Потянулись долгие дни, похожие друг на друга постоянным чувством голода. Принцесса теперь редко звала меня к себе. Больше я не видел её пьяной — видимо, вина не осталось. Она сильно исхудала и сгорбилась. Только юная Теоделинда слушала меня с прежним восхищением, хотя и она страдала от голода. Щёчки её побледнели, глаза ввалились.

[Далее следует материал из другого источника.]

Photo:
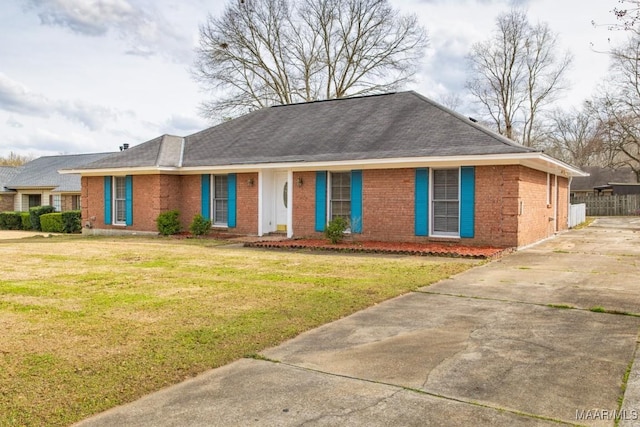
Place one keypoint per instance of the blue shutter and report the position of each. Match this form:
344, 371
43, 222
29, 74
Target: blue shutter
321, 200
107, 200
356, 201
231, 205
128, 199
422, 202
205, 196
467, 201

Я стал плохо спать ночами, зато иногда проваливался в сон днём, чего не случалось со мной раньше. Однажды меня разбудил звук возбуждённых голосов. За стеной спорили отец и дочь.
— Почему, когда франки проломили стену, им никто не дал отпор? — гневно вопрошала принцесса.
— Какой отпор? — огрызался Дезидерий. — Что ты вообще понимаешь в воинском искусстве, женщина? Эти люди целиком покрыты железом. Наши мечи ломаются от ударов по их доспехам!
— Почему на них не вылили хотя бы кипятку? Почему ты вообще не командуешь обороной города?
— Нет никакой обороны! Нету смысла! Нас ничего не спасёт! — горестно восклицал король лангобардов. — Пищи почти не осталось, а эти вездесущие конники рыщут вокруг стен день и ночь и не дают никому ни выйти из города, ни войти в него! Горе нам всем, потому что небо помогает Карлу. А я проклят! Эти лукавые понтифики прокляли меня и мой народ! Зачем я всю жизнь слушал женщин? Сначала свою мать, потом жену, потом дочерей? А теперь Бог отвернулся от меня!
С улицы раздались отчаянные крики. Вероятно, стену опять проломили.
— Отец, — закричала Дезидерата, — умоляю тебя, прими вызов! Ты должен поступить достойно. У меня никогда не будет ни мужа, ни сына, которым я смогу гордиться. Вся надежда на тебя, отец! Созови знатных горожан, пусть берут своё оружие и идут в бой. Неужели, зря мы делились с ними последним куском хлеба?
— Они не пойдут за мной, — ответил Дезидерий. — Никто не будет сражаться с железной армией Карла. Они перейдут на его сторону. Война проиграна. Я сейчас открою ворота, выйду к нему и стану умолять его о милосердии.